Question

Generally transition elements form coloured salts due to the presence of unpaired electrons. Which of the following compounds will be coloured in solid state?
A. $A{g_2}S{O_4}$
B. $Cu{F_2}$
C. $Zn{F_2}$
D. $C{u_2}C{l_2}$

Answer 1

Hint: In $A{g_2}S{O_4}$, silver is present as $A{g^ + }$, in $Cu{F_2}$, copper is present as $C{u^{2 + }}$, in $Zn{F_2}$, zinc is present as $Z{n^{2 + }}$, in $C{u_2}C{l_2}$, the copper is present as $C{u^{ + 1}}$. As they are metal cations, the electrons are removed from their actual configuration to form ions.

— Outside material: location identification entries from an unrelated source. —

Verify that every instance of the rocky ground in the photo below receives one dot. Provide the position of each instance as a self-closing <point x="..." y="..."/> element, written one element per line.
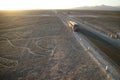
<point x="36" y="45"/>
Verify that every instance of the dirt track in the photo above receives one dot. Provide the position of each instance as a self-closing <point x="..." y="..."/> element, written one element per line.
<point x="40" y="47"/>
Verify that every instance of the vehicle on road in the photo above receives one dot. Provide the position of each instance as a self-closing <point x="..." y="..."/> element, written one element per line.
<point x="74" y="26"/>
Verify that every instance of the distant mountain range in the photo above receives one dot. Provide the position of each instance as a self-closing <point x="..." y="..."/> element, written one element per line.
<point x="101" y="7"/>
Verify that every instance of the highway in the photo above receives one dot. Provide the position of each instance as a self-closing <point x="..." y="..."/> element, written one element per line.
<point x="98" y="45"/>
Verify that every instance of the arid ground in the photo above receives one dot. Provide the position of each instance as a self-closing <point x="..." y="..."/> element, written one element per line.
<point x="36" y="45"/>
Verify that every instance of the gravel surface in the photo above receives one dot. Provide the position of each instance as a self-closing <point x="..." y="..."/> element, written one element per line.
<point x="39" y="47"/>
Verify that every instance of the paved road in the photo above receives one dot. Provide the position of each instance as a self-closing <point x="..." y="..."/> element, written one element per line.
<point x="38" y="47"/>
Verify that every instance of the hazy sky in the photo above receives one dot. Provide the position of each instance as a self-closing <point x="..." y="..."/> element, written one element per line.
<point x="53" y="4"/>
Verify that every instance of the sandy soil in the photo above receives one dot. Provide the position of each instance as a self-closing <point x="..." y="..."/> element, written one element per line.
<point x="37" y="47"/>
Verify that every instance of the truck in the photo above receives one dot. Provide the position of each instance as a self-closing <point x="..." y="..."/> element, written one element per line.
<point x="74" y="26"/>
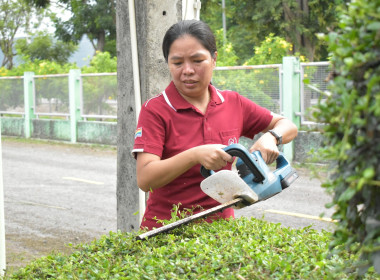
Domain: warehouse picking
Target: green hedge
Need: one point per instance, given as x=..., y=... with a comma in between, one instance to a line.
x=239, y=249
x=351, y=113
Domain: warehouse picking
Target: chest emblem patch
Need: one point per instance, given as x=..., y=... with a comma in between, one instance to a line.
x=232, y=141
x=138, y=132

Complete step by step answer:
In the complex $A{g_2}S{O_4}$, the metal cation is silver which is present as $A{g^ + }$ and anion is$SO_4^{2 - }$. The atomic number of silver is 47. The electronic configuration of silver is $[Kr]4{d^{10}}5{s^1}$. From Ag atom one electron is removed to form $A{g^ + }$, the resulting electronic configuration will be $[Kr]4{d^{10}}5{s^0}$. The $A{g^ + }$, have completely filled the d-orbital therefore it will not form a colored complex.
In the complex $Cu{F_2}$, the metal cation is copper which is present as $C{u^{2 + }}$ and anion is${F^ - }$. The atomic number of copper is 29. The electronic configuration of copper is $[Ar]3{d^{10}}4{s^1}$. From Cu atom two electrons are removed to form $C{u^{2 + }}$, the resulting electronic configuration will be $[Ar]3{d^9}$. The $C{u^{2 + }}$, have incomplete d-orbital therefore it will form a colored complex.
In the complex $Zn{F_2}$, the metal cation is zinc which is present as $Z{n^{2 + }}$ and anion is${F^ - }$. The atomic number of copper is 30. The electronic configuration of zinc is $[Ar]3{d^{10}}4{s^2}$. From the Zn atom two electrons are removed to form $Z{n^{2 + }}$, the resulting electronic configuration will be $[Ar]3{d^{10}}$. The $Z{n^{2 + }}$, have completely filled the d-orbital therefore it will not form a colored complex.
In the complex $C{u_2}C{l_2}$, the metal cation is copper which is present as $C{u^{ + 1}}$ and anion is$C{l^ - }$. The atomic number of copper is 29. The electronic configuration of copper is $[Ar]3{d^{10}}4{s^1}$. From Cu atom one electron is removed to form $C{u^{ + 1}}$, the resulting electronic configuration will be $[Ar]3{d^{10}}$. The $C{u^{ + 1}}$, have completely filled d-orbital therefore it will not form a colored complex.
Thus, the compound which is coloured at solid state is $Cu{F_2}$.
So, the correct answer is “Option B ”.

Note: The transition metal elements form coloured salt due to the presence of unpaired electrons as they show d-d transition. In d-d transition, the electrons present in the d- orbital of lower energy of the metal get excited by absorbing photons to the higher energy of d-orbital.